To pass from the discussion of arguments to the question of motives is a most common yet most unjustifiable manœuvre of popular debate. This is usually done when the field of calm and logical reasoning has become tolerably clear. The flank movement is attempted as a final struggle against defeat otherwise inevitable. If the motive thus impugned be really indefensible; if it be, at the same time, glaring or manifest, a positive advantage is sometimes gained by a vigorous diversion from the real object of contention. But if such a motive has to be alleged—or, still worse, invented—the demonstration against it, however violent, is but a reluctant and ungracious acknowledgment of defeat and a flight from the real point at issue. The most recent instance of this sort is taking place before the American public, and has been afforded by those who endeavor to represent Catholics as opposed to free and liberal education, thereby attainting the motives of the position which Catholics have been forced to assume with regard to what are falsely called “common” schools.

This attitude of our opponents, however, we regard not without complacency. Our object is not war, but peace and good-will among citizens. We hail the present violent misrepresentation as a sign that the enemy is close to the “last ditch,” and that the discussion approaches its conclusion. When this final effort to distort the Catholic object and to asperse the Catholic character has exhausted itself and been held up to the inspection of the American people, we shall have seen the end of the “school question.” We insist upon an improvement in our educational system which is necessary to perfect its character and to satisfy the requirements of the times. The present system does not meet the wishes of a very large portion of the community, is unfair to others besides Catholics, and is outof harmony with the spirit of free institutions. A system is wanted which shall at least be equal to that of monarchical countries, fair to all citizens alike, and which will relieve Catholics from the double burden of educating their own children, besides paying for a system of education of which they cannot conscientiously avail themselves.

The correctness of the Catholic position is so manifest, and is so rapidly gaining the recognition of all thoughtful classes, that those who are unwilling to allow Catholics equal rights as citizens are forced, in order to hide the truth, not only to maintain that the present system is absolutely perfect and incapable of any improvement, but to accuse Catholics of harboring ideas of which they are not only innocent, but which it would be wholly impossible for them to entertain—such as that they are afraid of the light; that they attack the present system because they are inimical to all education; and that their object is, if possible, to do away with it altogether. Accusations similar to these are daily repeated, garnished with rhetoric, and sent forth to alarm our fellow-citizens and to encourage them to turn a deaf ear to whatever Catholics may say. The weak point of this movement against us is that the people will notice that it does not deal at all with the validity of Catholic claims, and that it shirks the only question at issue. They will be led to suspect that it is emphatically a “dodge”; and the mere suspicion of this will awaken curiosity as to what Catholics really have to say—a curiosity fatal to the success of the flank attack.
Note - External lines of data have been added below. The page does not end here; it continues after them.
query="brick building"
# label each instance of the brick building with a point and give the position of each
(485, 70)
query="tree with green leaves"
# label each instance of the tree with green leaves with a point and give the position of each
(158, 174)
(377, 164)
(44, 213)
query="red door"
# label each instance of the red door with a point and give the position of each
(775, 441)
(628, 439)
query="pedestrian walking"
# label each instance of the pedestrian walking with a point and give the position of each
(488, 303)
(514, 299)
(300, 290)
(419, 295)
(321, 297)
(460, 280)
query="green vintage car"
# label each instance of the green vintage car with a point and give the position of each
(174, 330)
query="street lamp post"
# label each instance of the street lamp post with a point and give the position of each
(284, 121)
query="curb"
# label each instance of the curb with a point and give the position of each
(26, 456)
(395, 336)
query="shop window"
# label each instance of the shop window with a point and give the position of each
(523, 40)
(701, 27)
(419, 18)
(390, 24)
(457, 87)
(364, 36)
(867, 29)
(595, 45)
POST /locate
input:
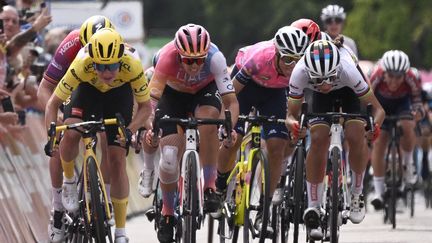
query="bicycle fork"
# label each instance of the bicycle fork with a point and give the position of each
(191, 147)
(90, 147)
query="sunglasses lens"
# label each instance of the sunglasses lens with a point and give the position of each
(333, 20)
(190, 61)
(110, 67)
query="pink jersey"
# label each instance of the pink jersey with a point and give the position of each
(63, 57)
(410, 87)
(169, 71)
(258, 61)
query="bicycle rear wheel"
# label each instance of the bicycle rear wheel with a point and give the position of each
(97, 212)
(334, 214)
(299, 188)
(393, 190)
(259, 199)
(190, 205)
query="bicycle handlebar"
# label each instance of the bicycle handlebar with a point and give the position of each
(191, 122)
(89, 127)
(260, 120)
(336, 115)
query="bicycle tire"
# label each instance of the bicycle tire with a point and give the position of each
(334, 214)
(412, 201)
(191, 200)
(298, 191)
(393, 189)
(264, 195)
(97, 212)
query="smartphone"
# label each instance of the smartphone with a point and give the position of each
(7, 104)
(21, 117)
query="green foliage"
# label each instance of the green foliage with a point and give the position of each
(380, 25)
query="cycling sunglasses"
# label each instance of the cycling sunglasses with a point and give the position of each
(103, 67)
(288, 59)
(192, 60)
(333, 20)
(326, 80)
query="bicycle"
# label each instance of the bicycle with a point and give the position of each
(294, 190)
(91, 219)
(189, 200)
(394, 170)
(248, 187)
(336, 199)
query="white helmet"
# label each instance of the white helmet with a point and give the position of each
(322, 58)
(395, 61)
(325, 36)
(291, 40)
(332, 11)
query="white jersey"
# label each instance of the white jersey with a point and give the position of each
(347, 76)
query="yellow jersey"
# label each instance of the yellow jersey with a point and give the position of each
(82, 71)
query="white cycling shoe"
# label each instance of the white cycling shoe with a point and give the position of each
(70, 196)
(56, 235)
(145, 183)
(121, 239)
(411, 174)
(358, 209)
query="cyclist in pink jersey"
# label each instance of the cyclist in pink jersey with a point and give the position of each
(397, 87)
(58, 66)
(190, 77)
(261, 76)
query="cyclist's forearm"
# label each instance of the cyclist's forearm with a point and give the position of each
(44, 92)
(51, 110)
(231, 103)
(141, 117)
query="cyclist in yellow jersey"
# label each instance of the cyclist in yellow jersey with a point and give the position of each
(102, 80)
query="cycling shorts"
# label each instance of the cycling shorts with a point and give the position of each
(268, 101)
(394, 107)
(182, 105)
(86, 101)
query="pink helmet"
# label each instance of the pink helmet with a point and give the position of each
(309, 27)
(192, 40)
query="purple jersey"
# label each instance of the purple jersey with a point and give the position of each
(63, 57)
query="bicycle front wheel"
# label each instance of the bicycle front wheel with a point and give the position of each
(334, 214)
(190, 205)
(97, 212)
(257, 214)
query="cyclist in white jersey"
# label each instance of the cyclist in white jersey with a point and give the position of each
(331, 74)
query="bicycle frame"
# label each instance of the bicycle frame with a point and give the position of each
(244, 167)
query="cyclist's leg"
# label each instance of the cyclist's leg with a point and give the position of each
(407, 142)
(208, 104)
(171, 150)
(379, 167)
(118, 100)
(275, 135)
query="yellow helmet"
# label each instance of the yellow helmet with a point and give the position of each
(106, 46)
(91, 25)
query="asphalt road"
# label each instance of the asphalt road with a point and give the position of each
(408, 230)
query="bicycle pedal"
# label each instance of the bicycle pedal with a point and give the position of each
(150, 214)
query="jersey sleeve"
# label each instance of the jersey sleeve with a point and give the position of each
(218, 68)
(63, 58)
(139, 85)
(69, 82)
(298, 82)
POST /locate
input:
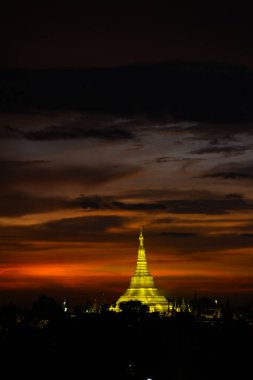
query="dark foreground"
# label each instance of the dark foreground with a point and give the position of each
(114, 346)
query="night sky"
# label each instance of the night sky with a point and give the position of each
(120, 116)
In the language of those who advance the charge with which we propose to deal, education means either primary instruction in the elements of knowledge, or else higher academic culture, such as is to be furnished by colleges and universities. If, therefore, Catholics are hostile to education, in this sense of the word, they must be opposed either to the general spread of such information as is aimed at in elementary and normal schools, or to the existence and growth of the higher institutions of science and art.

We are perfectly aware that there is another meaning given to the word education, to which reference is made, simply in order to avoid obscurity.

Philosophers of the class to which Mr. Huxley belongs understand by education a certain specific course of moral and intellectual training, the aim of which is to ensure its pupils against ever being affected by “theological tendencies.” Such impressions are to be made upon childhood, and matured in more advanced stages, as will rid men of that natural but awkward habit of reasoning from cause to effect; which will free them from all hope of any life but the present, and any fear of future responsibility, in order that they may be impelled to devote themselves solely to the analysis and classification of material phenomena, since this is the only purpose of man’s existence—such a course of spiritual defloration as was practised upon the tender and noble genius of the late John Stuart Mill, the results of which, as manifested by the revelation of his biography, afford, in the words of an ingenuous, critic, “a most unpleasant spectacle.” A process of this kind is not education; it is a heartrending and lamentable destruction ofthat which is noblest and most essential in man, and as a definition has not yet obtained a place in the English language.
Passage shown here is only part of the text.